Was this majority assessment an objective one? Or did it simply reflect fear? We cannot know for certain - but we do know that these spies' words led to wide-ranging demoralization among the Jewish people at a time when their continued existence required bravery and fortitude. The Torah itself considers the spies' warnings destructive falsehoods, reflecting a lack of confidence in themselves and G-d. And the panic that these reports engendered enraged G-d to the point that only Moses' intercession saved the Israelites from annihilation.
For me the message is clear: Our words have a real and profound impact on others. Our opinions - however colored they may be by our own worldviews - can set into motion actions with far-reaching consequences. And today this is more apparent than ever.
As Jews and as Americans, we have a long and proud history of debate and discussion. We value the right to share our opinions freely. But lately something has changed. Perhaps it's our round-the-clock news cycles and social media platforms; we have nearly unlimited access to information. No matter what the cause, we are finding it more and more difficult to have civil, respectful conversations about important issues that affect us all. Opinions are easy to express; listening to opposing views is not so easy.

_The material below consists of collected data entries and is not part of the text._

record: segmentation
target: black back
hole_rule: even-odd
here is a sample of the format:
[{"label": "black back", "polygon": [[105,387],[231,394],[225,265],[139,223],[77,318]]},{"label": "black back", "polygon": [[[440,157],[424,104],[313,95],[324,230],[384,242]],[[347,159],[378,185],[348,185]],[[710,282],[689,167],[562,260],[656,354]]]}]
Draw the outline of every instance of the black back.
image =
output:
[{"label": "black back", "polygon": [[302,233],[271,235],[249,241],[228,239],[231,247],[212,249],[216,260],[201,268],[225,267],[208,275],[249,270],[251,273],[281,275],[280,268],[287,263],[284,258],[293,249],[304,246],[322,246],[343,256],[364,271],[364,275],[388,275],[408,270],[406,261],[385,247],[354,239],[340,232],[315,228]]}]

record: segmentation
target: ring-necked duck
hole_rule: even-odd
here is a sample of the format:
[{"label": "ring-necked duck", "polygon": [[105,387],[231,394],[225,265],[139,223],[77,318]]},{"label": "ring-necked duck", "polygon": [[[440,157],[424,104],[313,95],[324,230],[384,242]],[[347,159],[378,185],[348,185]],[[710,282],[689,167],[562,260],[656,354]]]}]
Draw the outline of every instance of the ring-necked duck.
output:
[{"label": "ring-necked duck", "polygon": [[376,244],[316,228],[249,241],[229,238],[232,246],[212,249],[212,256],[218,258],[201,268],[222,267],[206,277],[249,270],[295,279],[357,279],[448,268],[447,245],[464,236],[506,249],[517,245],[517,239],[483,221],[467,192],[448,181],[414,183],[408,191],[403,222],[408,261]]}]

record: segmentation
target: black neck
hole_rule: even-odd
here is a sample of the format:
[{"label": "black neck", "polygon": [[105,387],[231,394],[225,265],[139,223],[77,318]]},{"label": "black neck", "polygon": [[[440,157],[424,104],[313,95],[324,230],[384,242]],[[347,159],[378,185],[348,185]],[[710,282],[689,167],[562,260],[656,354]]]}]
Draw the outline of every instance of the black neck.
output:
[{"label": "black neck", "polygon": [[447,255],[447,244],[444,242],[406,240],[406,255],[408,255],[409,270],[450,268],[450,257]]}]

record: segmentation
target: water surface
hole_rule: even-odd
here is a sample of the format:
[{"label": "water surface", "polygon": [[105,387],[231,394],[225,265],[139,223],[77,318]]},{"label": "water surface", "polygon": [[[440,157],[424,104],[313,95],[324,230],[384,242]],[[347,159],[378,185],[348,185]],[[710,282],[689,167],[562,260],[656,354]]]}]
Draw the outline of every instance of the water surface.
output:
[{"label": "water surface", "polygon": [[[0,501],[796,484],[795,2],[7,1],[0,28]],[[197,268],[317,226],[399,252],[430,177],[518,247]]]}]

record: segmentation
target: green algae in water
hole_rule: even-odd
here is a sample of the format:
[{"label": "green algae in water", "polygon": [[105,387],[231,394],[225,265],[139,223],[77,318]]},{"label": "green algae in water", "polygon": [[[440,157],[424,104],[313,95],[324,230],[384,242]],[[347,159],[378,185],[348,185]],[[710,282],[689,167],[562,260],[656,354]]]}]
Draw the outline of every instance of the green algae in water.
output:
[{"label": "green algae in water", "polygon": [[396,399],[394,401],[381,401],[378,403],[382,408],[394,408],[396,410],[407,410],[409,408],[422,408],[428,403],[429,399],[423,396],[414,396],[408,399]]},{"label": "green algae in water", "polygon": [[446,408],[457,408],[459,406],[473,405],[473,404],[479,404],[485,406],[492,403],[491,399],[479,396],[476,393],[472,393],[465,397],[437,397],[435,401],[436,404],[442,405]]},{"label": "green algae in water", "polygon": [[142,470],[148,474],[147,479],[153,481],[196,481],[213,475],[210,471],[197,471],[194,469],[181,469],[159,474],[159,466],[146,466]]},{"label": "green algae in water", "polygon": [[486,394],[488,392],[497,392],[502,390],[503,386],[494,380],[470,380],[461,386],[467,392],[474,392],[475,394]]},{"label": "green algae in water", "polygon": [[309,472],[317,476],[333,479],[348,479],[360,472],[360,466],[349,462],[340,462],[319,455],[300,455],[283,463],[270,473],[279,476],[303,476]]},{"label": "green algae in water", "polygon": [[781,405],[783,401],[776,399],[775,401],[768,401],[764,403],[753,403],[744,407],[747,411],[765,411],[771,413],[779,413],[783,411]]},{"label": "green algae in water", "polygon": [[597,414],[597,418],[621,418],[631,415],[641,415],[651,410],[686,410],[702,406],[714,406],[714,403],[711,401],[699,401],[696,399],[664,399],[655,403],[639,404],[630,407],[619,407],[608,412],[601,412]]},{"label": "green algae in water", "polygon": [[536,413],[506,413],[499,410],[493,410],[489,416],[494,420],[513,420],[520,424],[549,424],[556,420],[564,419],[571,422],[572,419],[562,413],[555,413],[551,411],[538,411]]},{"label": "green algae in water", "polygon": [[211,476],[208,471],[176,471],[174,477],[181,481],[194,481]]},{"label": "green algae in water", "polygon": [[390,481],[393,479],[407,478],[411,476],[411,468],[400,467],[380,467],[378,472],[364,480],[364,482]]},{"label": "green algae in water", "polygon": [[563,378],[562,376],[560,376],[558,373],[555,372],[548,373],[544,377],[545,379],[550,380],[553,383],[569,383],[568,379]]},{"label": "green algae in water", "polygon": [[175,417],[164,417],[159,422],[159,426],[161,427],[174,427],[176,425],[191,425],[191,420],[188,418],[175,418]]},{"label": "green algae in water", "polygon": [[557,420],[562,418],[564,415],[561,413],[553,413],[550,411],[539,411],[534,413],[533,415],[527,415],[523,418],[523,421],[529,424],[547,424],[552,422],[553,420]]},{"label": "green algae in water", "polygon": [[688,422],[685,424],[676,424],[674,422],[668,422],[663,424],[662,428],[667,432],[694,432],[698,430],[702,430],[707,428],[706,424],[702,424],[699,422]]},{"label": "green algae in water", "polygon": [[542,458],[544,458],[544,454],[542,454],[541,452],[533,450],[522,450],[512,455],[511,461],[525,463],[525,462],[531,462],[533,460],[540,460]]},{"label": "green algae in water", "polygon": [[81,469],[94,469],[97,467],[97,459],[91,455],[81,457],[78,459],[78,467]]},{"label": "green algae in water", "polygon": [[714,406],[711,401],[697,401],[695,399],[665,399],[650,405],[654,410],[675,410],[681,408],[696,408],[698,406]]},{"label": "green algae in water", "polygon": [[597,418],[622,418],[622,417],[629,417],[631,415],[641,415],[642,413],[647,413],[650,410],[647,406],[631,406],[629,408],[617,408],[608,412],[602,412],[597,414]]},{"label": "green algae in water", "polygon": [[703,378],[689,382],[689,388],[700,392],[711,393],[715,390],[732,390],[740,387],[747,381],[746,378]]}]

At Federation we believe that each person has something valuable to contribute to the conversation, and we believe in chesed, treating one another with caring and respect. To live out these core values, our Federation's Jewish Community Relations Council has brought together a group of individuals with a broad range of viewpoints to discuss how we can promote civil conversation here in Greater Hartford. We recognize that if our community is to remain strong and healthy, we must find common ground. We must find respectful ways of listening to one another without trying to change each other's views.
We are all concerned about the growing divide in our American and Jewish communities. Closing that divide depends on each of us committing to be civil, listening respectfully, and seeking areas of agreement instead of dwelling on disagreement.